6 de dezembro de 1938

A velhice – ou a maturidade desce também sobre o mundo exterior. A rígida e transparente noite invernal, que desenha as silhuetas das casas num céu que espere a neve, tocava outrora o coração e abria um mundo de angústia heroica.

Com o tempo, não é necessário movermo-nos no mundo exterior para vivermos a angústia que ele provoca: basta um rápido aceno, saber que existe e existe em nós, e esperar um mundo inteiramente feito de vida interior, que adquiriu agora a novidade e a fecundidade da Natureza. A maturidade é também o seguinte: não procurar fora, mas deixar que fale, com o seu ritmo (que é o único que conta), a vida interior. Daqui em diante, o mundo exterior é material e pobre perante a inesperada e profunda autoridade das recordações. Também o nosso sangue e o nosso corpo amadureceram e ficaram impregnados de espiritualidade, de ritmo largo.

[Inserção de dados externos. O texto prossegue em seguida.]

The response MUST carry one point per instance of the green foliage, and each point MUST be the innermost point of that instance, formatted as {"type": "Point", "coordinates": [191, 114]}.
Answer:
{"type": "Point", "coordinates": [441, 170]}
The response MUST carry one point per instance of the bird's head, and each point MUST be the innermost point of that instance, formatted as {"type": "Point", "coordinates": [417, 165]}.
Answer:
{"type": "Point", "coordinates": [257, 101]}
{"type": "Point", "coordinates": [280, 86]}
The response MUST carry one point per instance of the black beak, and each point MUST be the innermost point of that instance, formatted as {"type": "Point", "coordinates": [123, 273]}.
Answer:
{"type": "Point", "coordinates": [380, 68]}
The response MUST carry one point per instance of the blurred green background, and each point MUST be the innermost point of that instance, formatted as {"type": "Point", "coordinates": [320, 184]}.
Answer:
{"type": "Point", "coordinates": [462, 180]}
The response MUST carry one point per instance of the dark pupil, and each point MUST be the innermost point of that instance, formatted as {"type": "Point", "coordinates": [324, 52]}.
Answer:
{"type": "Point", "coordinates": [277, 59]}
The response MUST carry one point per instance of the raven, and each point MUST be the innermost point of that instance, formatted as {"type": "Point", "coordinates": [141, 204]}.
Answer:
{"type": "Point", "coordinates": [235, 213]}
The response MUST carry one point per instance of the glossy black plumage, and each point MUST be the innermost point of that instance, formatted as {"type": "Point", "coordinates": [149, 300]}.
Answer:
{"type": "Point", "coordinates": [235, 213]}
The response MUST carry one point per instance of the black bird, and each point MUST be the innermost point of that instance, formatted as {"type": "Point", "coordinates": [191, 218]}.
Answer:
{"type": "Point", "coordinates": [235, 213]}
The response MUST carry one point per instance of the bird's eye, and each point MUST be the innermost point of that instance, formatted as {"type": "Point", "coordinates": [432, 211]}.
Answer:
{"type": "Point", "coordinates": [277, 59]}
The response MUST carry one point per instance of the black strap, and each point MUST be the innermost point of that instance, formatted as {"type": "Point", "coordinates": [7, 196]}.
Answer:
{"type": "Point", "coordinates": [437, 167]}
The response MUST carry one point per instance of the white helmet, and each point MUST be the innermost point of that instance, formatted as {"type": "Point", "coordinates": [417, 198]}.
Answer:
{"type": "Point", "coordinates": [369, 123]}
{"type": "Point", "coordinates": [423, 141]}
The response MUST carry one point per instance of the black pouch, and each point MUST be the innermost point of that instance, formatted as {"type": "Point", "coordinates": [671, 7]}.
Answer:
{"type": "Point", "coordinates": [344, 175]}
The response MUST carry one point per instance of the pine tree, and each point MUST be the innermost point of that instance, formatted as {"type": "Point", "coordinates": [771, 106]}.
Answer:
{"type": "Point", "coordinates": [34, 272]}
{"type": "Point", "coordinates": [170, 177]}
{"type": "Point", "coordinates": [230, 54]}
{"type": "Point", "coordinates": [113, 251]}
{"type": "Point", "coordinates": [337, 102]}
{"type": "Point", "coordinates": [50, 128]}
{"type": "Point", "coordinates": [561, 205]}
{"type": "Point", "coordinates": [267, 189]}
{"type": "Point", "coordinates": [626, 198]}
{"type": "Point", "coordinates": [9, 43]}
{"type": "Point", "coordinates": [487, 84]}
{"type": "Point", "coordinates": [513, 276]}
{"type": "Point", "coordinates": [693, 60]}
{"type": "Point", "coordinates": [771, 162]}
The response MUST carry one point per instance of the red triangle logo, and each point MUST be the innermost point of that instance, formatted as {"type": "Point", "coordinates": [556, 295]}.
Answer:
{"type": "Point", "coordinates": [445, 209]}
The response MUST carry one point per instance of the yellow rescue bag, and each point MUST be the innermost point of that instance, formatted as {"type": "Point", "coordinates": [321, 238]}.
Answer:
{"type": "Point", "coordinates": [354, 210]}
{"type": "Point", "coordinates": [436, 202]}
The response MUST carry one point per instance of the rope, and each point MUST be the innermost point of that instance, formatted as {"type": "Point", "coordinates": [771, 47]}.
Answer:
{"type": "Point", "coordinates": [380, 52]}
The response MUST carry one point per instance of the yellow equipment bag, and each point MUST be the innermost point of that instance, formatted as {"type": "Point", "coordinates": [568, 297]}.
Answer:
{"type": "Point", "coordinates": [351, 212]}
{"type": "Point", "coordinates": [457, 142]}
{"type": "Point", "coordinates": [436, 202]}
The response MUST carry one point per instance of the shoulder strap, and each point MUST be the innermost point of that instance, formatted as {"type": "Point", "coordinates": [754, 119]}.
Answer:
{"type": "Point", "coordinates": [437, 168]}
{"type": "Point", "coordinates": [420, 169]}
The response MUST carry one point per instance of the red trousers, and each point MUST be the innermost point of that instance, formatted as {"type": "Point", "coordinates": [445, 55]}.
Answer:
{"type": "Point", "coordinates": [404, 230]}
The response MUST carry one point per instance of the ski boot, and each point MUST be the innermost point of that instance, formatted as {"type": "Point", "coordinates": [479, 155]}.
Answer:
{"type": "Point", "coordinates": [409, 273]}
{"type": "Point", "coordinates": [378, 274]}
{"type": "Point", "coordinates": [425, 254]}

Renasce, como corolário, o antigo pensamento de que o génio é fecundidade ─ oitenta tragédias, vinte romances, trinta óperas, etc. porque o génio não é descobrir um tema exterior e dar-lhe um tratamento literário brilhante, mas conseguir finalmente possuir a nossa própria experiência, o nosso próprio corpo, as nossas próprias recordações, o nosso próprio ritmo ─  e exprimir, exprimir este ritmo, fora dos limites dos enredos, da matéria, na perene fecundidade de um pensamento que, por definição, não tem fundo.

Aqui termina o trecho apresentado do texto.